CHARM Therapeutics raises $80M Series B for next-gen menin inhibitor

NEA and SR One lead oversubscribed round to advance AI-designed AML treatment into clinical trials.

CHARM Therapeutics has raised $80 million in an oversubscribed Series B round to advance its AI-designed menin inhibitor into clinical development for acute myeloid leukemia (AML). The financing was co-led by New Enterprise Associates (NEA) and SR One, with participation from OrbiMed, F-Prime, Khosla Ventures, and NVIDIA.

Founded in London, CHARM is developing next-generation menin inhibitors to overcome limitations seen with first-generation therapies, which face resistance mutations, safety concerns, and poor pharmaceutical properties. The company’s lead candidate, discovered through its DragonFold AI protein-ligand platform, demonstrated strong tumor regression in preclinical models while retaining potency against known resistance mutations.

CHARM said the molecule is expected to work at low human doses without prolonging QTc intervals or interfering with enzymes linked to drug interactions.
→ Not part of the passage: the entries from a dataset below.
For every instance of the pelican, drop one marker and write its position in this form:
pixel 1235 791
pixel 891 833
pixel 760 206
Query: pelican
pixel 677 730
Clinical development is expected to begin in the first quarter of 2026.

Gary Glick, CHARM’s executive chair, said: “Current menin inhibitors show promise in AML treatment but are fundamentally limited by the rapid emergence of resistance mutations that cause treatment failure. Our next-generation inhibitors, discovered using our proprietary DragonFold AI platform, are specifically designed to overcome these resistance mutations and deliver the durable responses that patients need.”

To support its transition into the clinic, CHARM has expanded its board. Former Syndax CEO Briggs Morrison, M.D., and oncology leader Kim Blackwell, M.D., have joined as non-executive directors. NEA partner Matthew McAviney, M.D., and SR One senior associate Mahesh Kudari, M.D., will also join the board as part of the financing.

NEA’s McAviney said CHARM is “well positioned to drive meaningful impact for patients facing treatment-resistant cancers” while SR One’s Kudari cited the DragonFold platform as a differentiator in accelerating next-generation menin inhibitors.